🤖 AI Summary
Graph Domain Adaptation (GDA) confronts dual challenges: severe distribution shift between source and target domains, and limited computational resources. To address this, we propose GRADATE—the first model-agnostic graph data selection framework designed to identify source-domain samples with maximal transferability for target-domain classification. GRADATE models graph distribution discrepancies via optimal transport theory, integrating structural statistical distances with unsupervised sample importance scoring—entirely bypassing GNN pretraining, inference, or fine-tuning. It achieves high data efficiency, strong scalability, and broad compatibility with existing GDA methods.

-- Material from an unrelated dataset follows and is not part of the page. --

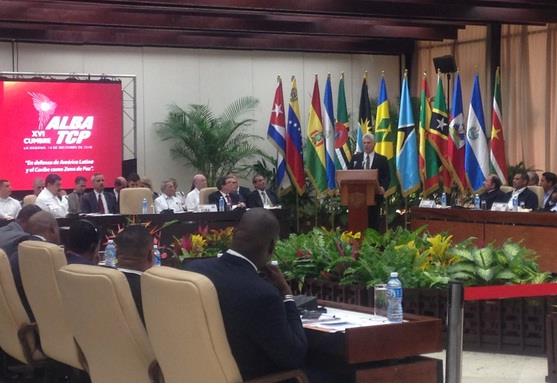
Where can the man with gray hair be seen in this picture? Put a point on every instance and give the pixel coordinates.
(192, 199)
(168, 199)
(370, 160)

Extensive experiments across diverse real-world graph datasets and multiple covariate shift settings demonstrate that GRADATE consistently outperforms state-of-the-art data selection approaches. Moreover, it boosts the performance of mainstream GDA models using significantly fewer source samples.
📝 Abstract
Graph domain adaptation (GDA) is a fundamental task in graph machine learning, with techniques like shift-robust graph neural networks (GNNs) and specialized training procedures to tackle the distribution shift problem. Although these model-centric approaches show promising results, they often struggle with severe shifts and constrained computational resources. To address these challenges, we propose a novel model-free framework, GRADATE (GRAph DATa sElector), that selects the best training data from the source domain for the classification task on the target domain. GRADATE picks training samples without relying on any GNN model's predictions or training recipes, leveraging optimal transport theory to capture and adapt to distribution changes. GRADATE is data-efficient, scalable and meanwhile complements existing model-centric GDA approaches. Through comprehensive empirical studies on several real-world graph-level datasets and multiple covariate shift types, we demonstrate that GRADATE outperforms existing selection methods and enhances off-the-shelf GDA methods with much fewer training data.